Twenty years later, in 1868, surveyor John Turnbull Thomson recommended that the government set up a cement mill at Moeraki, to be manned by long-sentence prisoners. His investigations found that the boulders would yield a product superior to Portland cement. Thankfully, his recommendation was not acted on, and the Moeraki boulders were spared the fate of being ground up for building material­ concretion into concrete.

The boulders may have escaped pulverisation, but an examination of old photographs reveals that there are far fewer on the beach at Moeraki now than there once were. Many of the smaller boulders, including the one which appealed to Dunedin’s Presbyterians, have been taken as souvenirs. At least one has made it to Australia, and one Oamaru resident reported receiving requests from North Islanders for boulders, but “refused to be involved with it.”

In 1938, concerned that the waves would soon destroy all of the boulders, William Gordon, a Dunedin businessman, offered to pay for one of the largest and most perfect specimens to be taken to the Otago Museum, so that it might there be “preserved for all time.” Block and tackle were duly erected on the beach and the boulder removed “like a huge Christmas pudding being taken from the pot.”

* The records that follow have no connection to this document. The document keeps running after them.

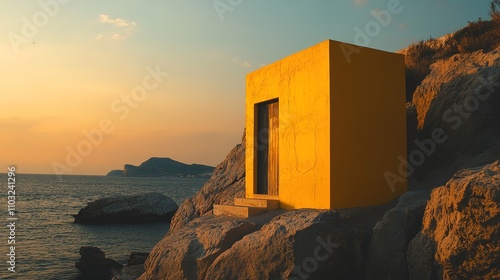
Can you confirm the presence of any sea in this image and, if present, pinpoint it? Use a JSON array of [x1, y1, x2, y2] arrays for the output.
[[0, 174, 207, 280]]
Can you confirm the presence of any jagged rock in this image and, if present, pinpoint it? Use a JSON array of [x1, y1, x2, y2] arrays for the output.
[[170, 133, 245, 231], [409, 47, 500, 177], [75, 246, 123, 279], [365, 190, 430, 280], [139, 209, 362, 280], [73, 193, 178, 224], [127, 252, 149, 266], [205, 209, 362, 280], [113, 252, 149, 280], [140, 215, 257, 280], [408, 161, 500, 280]]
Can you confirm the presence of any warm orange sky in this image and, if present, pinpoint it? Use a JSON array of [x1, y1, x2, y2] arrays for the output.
[[0, 0, 488, 174]]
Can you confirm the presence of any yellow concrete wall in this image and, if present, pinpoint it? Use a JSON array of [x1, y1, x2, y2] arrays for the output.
[[246, 40, 406, 209], [246, 41, 330, 209], [330, 41, 406, 208]]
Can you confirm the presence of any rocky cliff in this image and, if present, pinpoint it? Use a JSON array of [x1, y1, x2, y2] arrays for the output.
[[139, 24, 500, 280], [407, 47, 500, 178]]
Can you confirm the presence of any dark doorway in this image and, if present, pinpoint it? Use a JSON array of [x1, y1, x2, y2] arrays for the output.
[[255, 100, 279, 195]]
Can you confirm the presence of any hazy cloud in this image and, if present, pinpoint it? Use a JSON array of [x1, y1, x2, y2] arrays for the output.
[[95, 14, 137, 40], [353, 0, 368, 6], [231, 57, 252, 68]]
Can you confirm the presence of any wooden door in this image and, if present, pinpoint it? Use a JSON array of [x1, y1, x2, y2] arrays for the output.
[[256, 100, 279, 195]]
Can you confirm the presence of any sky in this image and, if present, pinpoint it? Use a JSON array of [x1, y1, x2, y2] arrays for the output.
[[0, 0, 489, 175]]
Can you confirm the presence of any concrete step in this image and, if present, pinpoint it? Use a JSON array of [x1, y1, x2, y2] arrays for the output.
[[234, 198, 280, 210], [214, 204, 267, 218]]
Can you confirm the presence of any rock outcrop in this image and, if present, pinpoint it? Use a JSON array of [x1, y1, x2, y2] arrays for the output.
[[113, 252, 149, 280], [409, 47, 500, 177], [73, 193, 178, 224], [75, 246, 123, 280], [205, 209, 362, 280], [140, 216, 256, 280], [170, 133, 245, 231], [365, 190, 430, 280], [408, 161, 500, 280], [139, 209, 362, 280]]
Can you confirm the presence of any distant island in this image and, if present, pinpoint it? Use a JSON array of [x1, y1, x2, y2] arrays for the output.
[[106, 157, 215, 178]]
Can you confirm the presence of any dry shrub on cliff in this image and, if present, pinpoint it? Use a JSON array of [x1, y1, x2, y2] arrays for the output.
[[405, 0, 500, 101]]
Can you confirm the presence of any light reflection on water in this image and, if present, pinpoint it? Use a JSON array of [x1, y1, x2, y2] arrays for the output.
[[0, 174, 206, 279]]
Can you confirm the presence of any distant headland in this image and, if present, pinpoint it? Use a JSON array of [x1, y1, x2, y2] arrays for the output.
[[106, 157, 215, 178]]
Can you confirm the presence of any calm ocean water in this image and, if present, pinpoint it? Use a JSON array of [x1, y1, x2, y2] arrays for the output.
[[0, 174, 207, 280]]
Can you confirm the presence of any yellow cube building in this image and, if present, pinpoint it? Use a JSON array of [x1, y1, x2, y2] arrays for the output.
[[246, 40, 407, 211]]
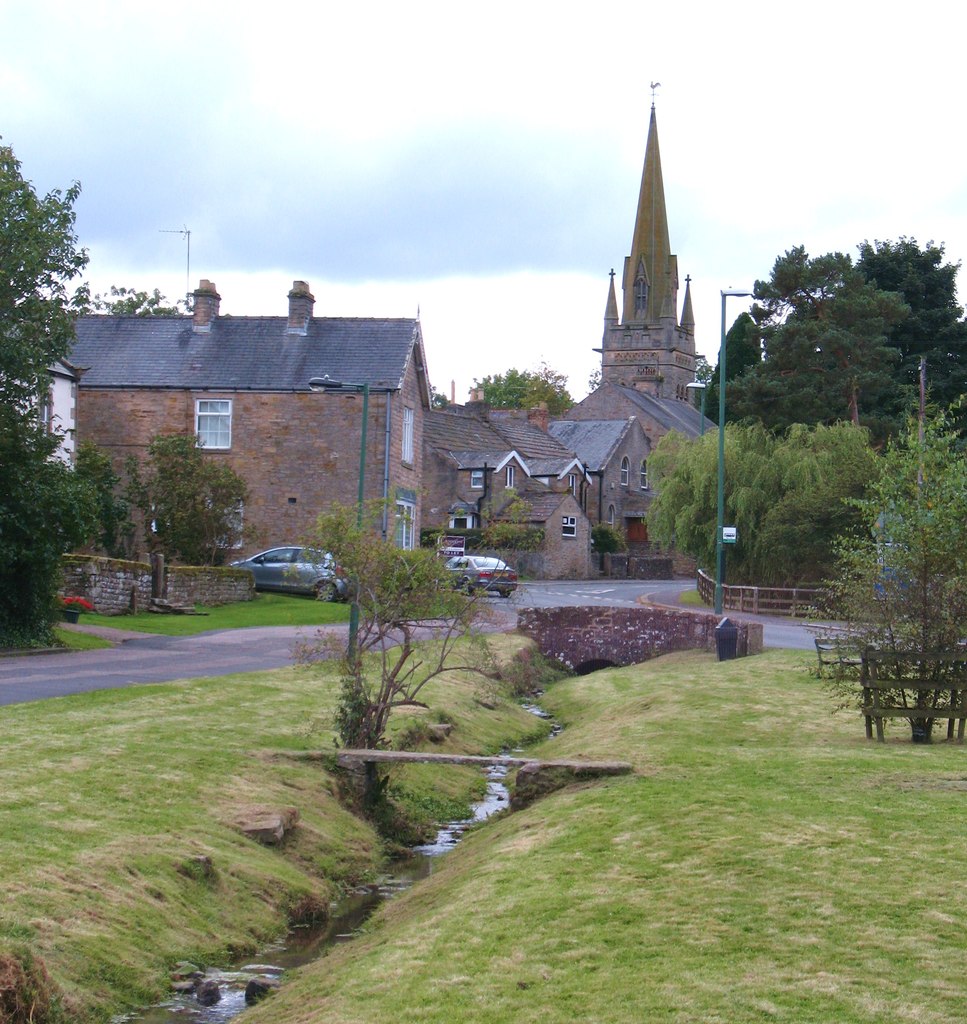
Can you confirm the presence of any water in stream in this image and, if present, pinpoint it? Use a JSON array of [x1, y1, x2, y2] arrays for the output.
[[122, 765, 508, 1024]]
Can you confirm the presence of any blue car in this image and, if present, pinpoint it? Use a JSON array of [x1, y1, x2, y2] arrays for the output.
[[232, 545, 346, 601]]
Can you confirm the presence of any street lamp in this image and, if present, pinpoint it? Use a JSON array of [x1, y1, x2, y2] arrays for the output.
[[309, 375, 370, 663], [685, 381, 707, 437], [715, 288, 752, 615]]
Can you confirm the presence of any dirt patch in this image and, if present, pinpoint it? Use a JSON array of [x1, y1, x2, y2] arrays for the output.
[[0, 953, 56, 1024]]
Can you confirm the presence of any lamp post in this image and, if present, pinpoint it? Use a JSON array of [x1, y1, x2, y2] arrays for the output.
[[685, 381, 708, 437], [715, 288, 752, 615], [309, 376, 370, 662]]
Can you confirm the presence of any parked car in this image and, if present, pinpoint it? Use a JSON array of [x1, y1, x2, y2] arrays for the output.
[[232, 545, 346, 601], [447, 555, 517, 597]]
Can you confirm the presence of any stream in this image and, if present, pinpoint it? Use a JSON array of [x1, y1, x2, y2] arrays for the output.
[[118, 703, 560, 1024]]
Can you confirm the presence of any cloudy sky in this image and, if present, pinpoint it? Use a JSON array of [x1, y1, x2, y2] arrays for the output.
[[7, 0, 967, 400]]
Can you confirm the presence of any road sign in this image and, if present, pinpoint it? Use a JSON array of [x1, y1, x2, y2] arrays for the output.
[[439, 535, 467, 558]]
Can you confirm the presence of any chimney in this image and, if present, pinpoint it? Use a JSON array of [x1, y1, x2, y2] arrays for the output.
[[192, 278, 221, 334], [528, 401, 548, 434], [286, 281, 316, 335]]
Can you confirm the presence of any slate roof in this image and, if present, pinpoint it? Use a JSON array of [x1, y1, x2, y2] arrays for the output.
[[615, 384, 702, 437], [423, 410, 512, 469], [547, 419, 631, 473], [70, 315, 426, 391]]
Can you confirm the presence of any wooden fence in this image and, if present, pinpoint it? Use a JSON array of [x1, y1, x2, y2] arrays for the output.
[[698, 569, 824, 616]]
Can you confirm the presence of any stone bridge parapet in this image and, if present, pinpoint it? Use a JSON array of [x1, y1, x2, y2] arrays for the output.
[[517, 605, 762, 673]]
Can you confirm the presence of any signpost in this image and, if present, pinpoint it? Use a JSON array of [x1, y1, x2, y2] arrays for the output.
[[439, 534, 467, 558]]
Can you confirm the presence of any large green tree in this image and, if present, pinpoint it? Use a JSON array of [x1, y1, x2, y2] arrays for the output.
[[127, 434, 248, 565], [473, 362, 574, 416], [648, 423, 877, 586], [0, 146, 94, 647], [727, 246, 909, 438], [856, 238, 967, 432]]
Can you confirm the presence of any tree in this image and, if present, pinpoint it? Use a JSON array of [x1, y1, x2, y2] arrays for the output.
[[833, 416, 967, 652], [77, 441, 134, 558], [831, 416, 967, 741], [648, 424, 877, 586], [728, 246, 909, 438], [696, 312, 762, 423], [127, 434, 248, 565], [0, 146, 93, 646], [90, 285, 191, 316], [302, 502, 492, 750], [473, 362, 574, 416], [856, 238, 967, 432]]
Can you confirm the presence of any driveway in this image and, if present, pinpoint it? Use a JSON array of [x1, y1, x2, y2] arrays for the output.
[[0, 580, 813, 706]]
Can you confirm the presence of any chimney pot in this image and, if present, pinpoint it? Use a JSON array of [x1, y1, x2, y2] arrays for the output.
[[192, 278, 221, 334], [286, 281, 316, 335]]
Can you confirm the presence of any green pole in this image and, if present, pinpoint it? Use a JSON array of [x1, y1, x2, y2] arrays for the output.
[[715, 292, 725, 615], [348, 384, 370, 664], [715, 289, 752, 615]]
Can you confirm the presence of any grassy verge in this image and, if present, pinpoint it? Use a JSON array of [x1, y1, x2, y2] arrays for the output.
[[0, 634, 534, 1019], [249, 652, 967, 1024], [75, 594, 349, 636]]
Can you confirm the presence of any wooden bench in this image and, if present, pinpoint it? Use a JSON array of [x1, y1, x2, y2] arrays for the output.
[[815, 636, 863, 678], [859, 649, 967, 743]]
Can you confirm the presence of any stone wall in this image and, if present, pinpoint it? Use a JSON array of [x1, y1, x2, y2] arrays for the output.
[[517, 606, 762, 671], [604, 552, 675, 580], [62, 555, 255, 615]]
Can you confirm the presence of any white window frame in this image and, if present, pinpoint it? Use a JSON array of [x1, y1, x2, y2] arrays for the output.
[[402, 406, 413, 464], [394, 498, 416, 551], [195, 398, 232, 452]]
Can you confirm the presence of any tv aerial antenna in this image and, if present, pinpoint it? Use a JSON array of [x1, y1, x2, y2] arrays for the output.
[[158, 224, 192, 309]]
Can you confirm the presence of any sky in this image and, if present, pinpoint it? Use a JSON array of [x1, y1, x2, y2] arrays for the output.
[[7, 0, 967, 401]]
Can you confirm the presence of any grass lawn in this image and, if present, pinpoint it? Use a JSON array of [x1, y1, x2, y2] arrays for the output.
[[248, 652, 967, 1024], [81, 594, 349, 636], [0, 634, 546, 1022]]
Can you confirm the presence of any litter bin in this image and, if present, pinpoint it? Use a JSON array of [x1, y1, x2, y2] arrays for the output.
[[715, 618, 739, 662]]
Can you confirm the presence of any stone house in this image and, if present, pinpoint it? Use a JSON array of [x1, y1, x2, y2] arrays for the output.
[[422, 402, 591, 579], [548, 416, 653, 544], [71, 281, 430, 557]]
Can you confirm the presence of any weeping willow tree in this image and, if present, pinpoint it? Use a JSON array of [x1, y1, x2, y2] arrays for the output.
[[648, 423, 877, 586]]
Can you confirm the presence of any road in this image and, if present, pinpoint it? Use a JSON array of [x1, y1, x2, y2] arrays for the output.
[[0, 580, 813, 705]]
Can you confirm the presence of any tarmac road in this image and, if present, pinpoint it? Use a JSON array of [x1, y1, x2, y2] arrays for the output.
[[0, 581, 813, 706]]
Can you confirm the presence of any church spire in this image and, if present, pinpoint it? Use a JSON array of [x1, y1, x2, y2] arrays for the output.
[[681, 276, 695, 334], [622, 102, 678, 324]]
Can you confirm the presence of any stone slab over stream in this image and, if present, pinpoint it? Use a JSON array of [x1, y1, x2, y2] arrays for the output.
[[336, 750, 631, 811]]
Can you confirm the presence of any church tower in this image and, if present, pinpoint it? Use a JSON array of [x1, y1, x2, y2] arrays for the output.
[[600, 102, 696, 401]]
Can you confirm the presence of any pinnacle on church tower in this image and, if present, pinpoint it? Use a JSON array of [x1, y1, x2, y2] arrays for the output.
[[601, 96, 695, 400]]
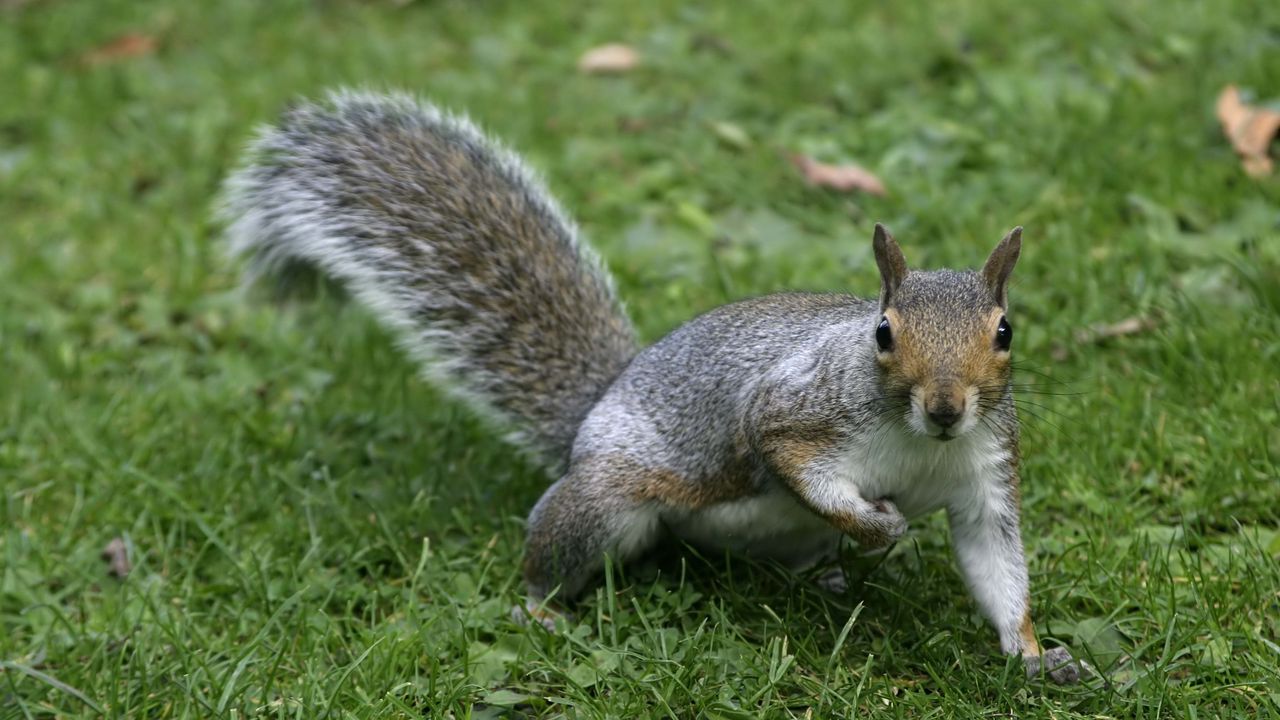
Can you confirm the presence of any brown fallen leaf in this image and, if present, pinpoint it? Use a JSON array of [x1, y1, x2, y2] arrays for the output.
[[1075, 315, 1160, 342], [81, 32, 156, 65], [102, 538, 133, 579], [577, 42, 640, 74], [1217, 85, 1280, 178], [791, 154, 886, 196]]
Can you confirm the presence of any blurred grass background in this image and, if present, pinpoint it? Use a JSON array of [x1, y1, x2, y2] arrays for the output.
[[0, 0, 1280, 717]]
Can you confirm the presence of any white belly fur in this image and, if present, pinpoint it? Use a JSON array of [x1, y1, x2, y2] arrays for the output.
[[663, 428, 1009, 564]]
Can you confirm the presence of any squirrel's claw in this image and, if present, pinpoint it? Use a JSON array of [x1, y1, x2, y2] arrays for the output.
[[1023, 647, 1089, 685], [511, 602, 573, 633]]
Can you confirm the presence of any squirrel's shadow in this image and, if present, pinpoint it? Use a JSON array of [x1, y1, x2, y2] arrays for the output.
[[555, 538, 964, 647]]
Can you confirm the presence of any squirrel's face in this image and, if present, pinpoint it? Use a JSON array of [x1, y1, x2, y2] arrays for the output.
[[869, 225, 1021, 441]]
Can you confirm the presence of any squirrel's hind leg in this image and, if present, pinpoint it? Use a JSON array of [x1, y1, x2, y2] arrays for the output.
[[525, 457, 663, 605]]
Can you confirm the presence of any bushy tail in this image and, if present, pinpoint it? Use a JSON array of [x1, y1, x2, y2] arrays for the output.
[[220, 91, 636, 466]]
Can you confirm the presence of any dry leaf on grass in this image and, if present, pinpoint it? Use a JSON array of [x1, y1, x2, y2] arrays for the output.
[[81, 32, 156, 65], [102, 538, 133, 578], [577, 42, 640, 74], [1050, 315, 1160, 361], [791, 155, 886, 195], [1217, 85, 1280, 178], [1075, 315, 1160, 343]]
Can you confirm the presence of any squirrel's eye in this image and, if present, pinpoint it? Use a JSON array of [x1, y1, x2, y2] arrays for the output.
[[996, 318, 1014, 350], [876, 316, 893, 352]]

The great irony is that only 25 years later the boulder started to break up, while its companions on the beach remained intact. Grout was applied to its wounds, and the boulder can still be seen outside the museum on a concrete pedestal, among the shrubbery. It looks lost there—a specimen without a context. Indeed, much of the magic of the Moeraki boulders is their setting: they look stunning among the changing tide and crashing waves.

In the late 1960s, concern was expressed over names being carved into the boulders and explosives being used by rock hounds to get at the prized inner core (although why the core should be prized is not clear). Consequently, in 1971 the boulders were accorded reserve status, and the Moeraki lighthouse-keeper was appointed to ensure that none were taken from the site.

Soon after the reserve had been created, a boulder gracing the top of the Moeraki centennial monument began to break up. As no more of the originals were to be had, a replica was fashioned from concrete and chicken wire to replace it. This is said to contain a time capsule of Moeraki memorabilia, and its creator, John Kedzlie, has remarked that it should outlast the original four times over. Time will tell.